The Captain snorted disbelievingly.
“…I told you I had a reputation. Anyhow, when they found out who I was, the situation changed. They figured that I would help them, so that’s what I did. I gave them what they wanted – a boat, an escape route and a means of getting rid of the body. I thought the sooner I could get them out of my life the better. Nobody had counted on picking up a hitchhiker though.
“One of them spotted you, miss. Hiding there. I was ordered to grab you. There weren’t meant to be any witnesses. Whilst you were below deck they were planning all sorts of things for you. It turned my stomach, miss. I had to come up with a plan to get you somewhere out of harm’s way and I figured that you stood a better chance with the sea than with those men. That’s why, miss. You had to go overboard.”
He paused in his story and looked down at the scrubbed table top. “I’m mortally ashamed of what happened to you, miss, and it’s credit to you that you made it. Right glad I am to see you again. You’ve got some strength in you to come through that storm in one piece.”
“One piece!” exclaimed Esther. “She arrived here black and blue and scarcely breathing. I’d hardly call that one piece. Why were you so keen to find her then?”
“I wanted to see if you had survived, miss.”
“Hmmm.” Esther sounded disbelieving. “So if you’ve turned up here to find her, what’s to stop these other men from doing the same? Also we have a responsibility to the poor dead man. What about his family? Don’t they deserve to know the truth?”
“Well I tried Esther. After I had dropped the men along the coast, I went to Billy’s hometown to find his family and tell them what had happened. And to be a little bit nosey – my curiosity was piqued. I wanted to find out who had been after him – fill in the gaps if you know what I mean.

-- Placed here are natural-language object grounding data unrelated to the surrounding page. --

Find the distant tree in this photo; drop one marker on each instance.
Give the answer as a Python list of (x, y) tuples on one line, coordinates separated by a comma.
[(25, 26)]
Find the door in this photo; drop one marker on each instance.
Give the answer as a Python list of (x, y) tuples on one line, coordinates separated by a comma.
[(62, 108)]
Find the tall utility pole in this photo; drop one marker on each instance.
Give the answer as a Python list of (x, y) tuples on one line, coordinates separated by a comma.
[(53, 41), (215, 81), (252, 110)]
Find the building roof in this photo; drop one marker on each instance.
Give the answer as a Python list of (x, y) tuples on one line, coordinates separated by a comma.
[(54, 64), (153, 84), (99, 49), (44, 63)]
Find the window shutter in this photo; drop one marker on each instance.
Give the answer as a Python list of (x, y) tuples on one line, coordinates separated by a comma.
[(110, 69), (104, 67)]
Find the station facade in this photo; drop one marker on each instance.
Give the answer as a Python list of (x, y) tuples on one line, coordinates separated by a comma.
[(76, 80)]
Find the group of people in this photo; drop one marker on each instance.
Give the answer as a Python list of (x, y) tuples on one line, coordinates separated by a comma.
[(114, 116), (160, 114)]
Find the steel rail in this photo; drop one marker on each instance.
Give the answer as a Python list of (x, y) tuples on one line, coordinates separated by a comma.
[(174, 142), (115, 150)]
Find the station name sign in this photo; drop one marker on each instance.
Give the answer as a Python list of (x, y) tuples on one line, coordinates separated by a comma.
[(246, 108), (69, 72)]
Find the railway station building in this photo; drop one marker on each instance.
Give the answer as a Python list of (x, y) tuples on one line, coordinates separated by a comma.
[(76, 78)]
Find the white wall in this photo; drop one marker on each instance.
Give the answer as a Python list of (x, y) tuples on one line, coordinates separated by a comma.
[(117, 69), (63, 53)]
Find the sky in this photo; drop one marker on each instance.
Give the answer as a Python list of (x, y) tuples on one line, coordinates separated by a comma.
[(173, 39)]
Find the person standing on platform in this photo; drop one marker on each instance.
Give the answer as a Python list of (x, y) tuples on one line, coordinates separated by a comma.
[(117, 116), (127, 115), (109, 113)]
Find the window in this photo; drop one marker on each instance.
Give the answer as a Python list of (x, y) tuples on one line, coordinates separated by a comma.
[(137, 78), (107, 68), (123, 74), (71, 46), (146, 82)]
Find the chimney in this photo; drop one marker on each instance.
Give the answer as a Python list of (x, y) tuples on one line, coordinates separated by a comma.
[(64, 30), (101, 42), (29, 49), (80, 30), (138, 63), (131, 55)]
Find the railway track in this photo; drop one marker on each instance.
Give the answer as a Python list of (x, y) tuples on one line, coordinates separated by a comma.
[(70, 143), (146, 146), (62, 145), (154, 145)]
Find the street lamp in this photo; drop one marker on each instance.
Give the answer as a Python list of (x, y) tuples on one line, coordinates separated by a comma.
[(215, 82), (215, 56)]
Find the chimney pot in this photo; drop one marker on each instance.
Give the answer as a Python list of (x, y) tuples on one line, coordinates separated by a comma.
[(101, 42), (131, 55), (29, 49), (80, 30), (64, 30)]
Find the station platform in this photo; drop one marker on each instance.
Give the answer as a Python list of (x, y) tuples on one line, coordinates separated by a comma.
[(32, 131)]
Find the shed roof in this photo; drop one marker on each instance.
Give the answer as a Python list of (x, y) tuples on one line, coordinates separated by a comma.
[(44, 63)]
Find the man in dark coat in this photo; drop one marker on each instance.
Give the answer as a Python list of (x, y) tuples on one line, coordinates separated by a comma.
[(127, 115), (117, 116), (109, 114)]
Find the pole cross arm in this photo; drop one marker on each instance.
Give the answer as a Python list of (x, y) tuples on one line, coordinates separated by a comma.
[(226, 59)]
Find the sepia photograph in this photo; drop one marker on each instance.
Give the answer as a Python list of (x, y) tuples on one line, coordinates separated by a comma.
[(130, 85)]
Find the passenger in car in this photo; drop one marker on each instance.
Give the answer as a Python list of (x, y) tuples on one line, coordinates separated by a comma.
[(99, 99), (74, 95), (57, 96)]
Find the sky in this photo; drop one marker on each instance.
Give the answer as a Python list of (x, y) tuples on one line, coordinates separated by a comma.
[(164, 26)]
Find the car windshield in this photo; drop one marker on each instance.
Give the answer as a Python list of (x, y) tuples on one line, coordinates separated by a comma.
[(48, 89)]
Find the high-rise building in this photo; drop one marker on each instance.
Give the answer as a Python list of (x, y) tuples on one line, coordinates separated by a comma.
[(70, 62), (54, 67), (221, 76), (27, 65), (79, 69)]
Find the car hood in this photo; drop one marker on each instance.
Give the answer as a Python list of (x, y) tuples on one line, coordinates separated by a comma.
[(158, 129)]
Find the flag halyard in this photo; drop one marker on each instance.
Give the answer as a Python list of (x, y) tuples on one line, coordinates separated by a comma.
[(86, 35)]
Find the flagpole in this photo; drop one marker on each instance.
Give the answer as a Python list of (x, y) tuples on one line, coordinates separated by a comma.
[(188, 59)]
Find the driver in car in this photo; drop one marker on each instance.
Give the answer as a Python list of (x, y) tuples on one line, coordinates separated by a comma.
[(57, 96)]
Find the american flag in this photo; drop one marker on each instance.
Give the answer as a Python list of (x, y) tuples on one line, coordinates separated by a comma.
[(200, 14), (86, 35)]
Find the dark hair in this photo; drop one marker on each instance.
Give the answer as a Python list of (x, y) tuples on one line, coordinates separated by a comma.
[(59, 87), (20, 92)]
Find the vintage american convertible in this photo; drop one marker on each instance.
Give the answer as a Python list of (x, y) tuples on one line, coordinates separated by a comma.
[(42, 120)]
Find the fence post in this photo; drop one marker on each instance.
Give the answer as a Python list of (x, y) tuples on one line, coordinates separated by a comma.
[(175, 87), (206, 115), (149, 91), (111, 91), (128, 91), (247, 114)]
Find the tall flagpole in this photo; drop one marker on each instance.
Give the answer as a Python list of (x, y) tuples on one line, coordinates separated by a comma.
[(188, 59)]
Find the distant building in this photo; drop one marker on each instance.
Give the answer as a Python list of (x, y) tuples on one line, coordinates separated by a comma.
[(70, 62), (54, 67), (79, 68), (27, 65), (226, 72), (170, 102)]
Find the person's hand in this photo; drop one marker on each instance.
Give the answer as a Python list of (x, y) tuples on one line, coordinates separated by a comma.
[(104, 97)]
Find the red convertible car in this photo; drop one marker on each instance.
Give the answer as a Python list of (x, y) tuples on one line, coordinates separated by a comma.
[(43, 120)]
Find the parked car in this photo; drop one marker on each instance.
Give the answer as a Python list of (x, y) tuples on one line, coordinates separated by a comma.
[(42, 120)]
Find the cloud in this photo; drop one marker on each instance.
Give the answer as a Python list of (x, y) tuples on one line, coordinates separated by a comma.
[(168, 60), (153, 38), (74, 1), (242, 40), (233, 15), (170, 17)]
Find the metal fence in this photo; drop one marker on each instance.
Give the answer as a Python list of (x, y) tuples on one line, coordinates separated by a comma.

“I tried to speak to his wife but she wouldn’t talk to me, not even to hear the fate of her husband. I couldn’t even get past her front door. The sister lived across the street and saw me struggling. So I made my explanation to her and told her that we’d buried her brother at sea. Well, she didn’t mind about that at all. Best place for him, she said.
“I asked, if she knew of anyone who had wanted to harm him and she laughed. Not a nice sound, it wasn’t. He wasn’t a well-liked man it turns out. Had a habit of rubbing people up the wrong way and it had got him into trouble. He’d double crossed these men and they caught up with him. He’d figured he’d be safe enough on a boat, calling at different ports all the time. I guess someone must have recognised him. She said that the men had come and harassed her sister in law – that was probably why she wouldn’t talk to you, she said. She was afraid of me.” Jonas paused in his long tale and looked glum. He was aware of his looks causing fear in people. He’d meant no harm – he’d just wanted to give them some closure in Billy’s death.
He took a deep breath and looked over at Frankie. Lucas shuffled closer to her. Frankie stared back into his black eyes. “So, the sister was quite a chatty lady,” he continued. “I thought I could try and find out who these people were. She said that she’d recognise them again if she saw them. I figured that we could get them put away for what they’ve done!”
“So what now? Now that you’ve found Frances?” Lucas asked.
“Well at least she’s safe and didn’t end up in their hands. For all I know they don’t even know that she exists.”
“So, we can take her home with us then?” Anthony said from his place at the fireside.
“Wait a second…I think we’re missing an opportunity here,” interrupted Lucas, getting to his feet. “There are murderers out on the loose still. We know they’re guilty of killing one man – who knows if there are others?”
“What are you getting at Luke?”
Lucas put his arm around Frankie’s shoulders. “Frank, how do you fancy doing some fishing?”
“Fishing?” she queried, bemused. “For what?”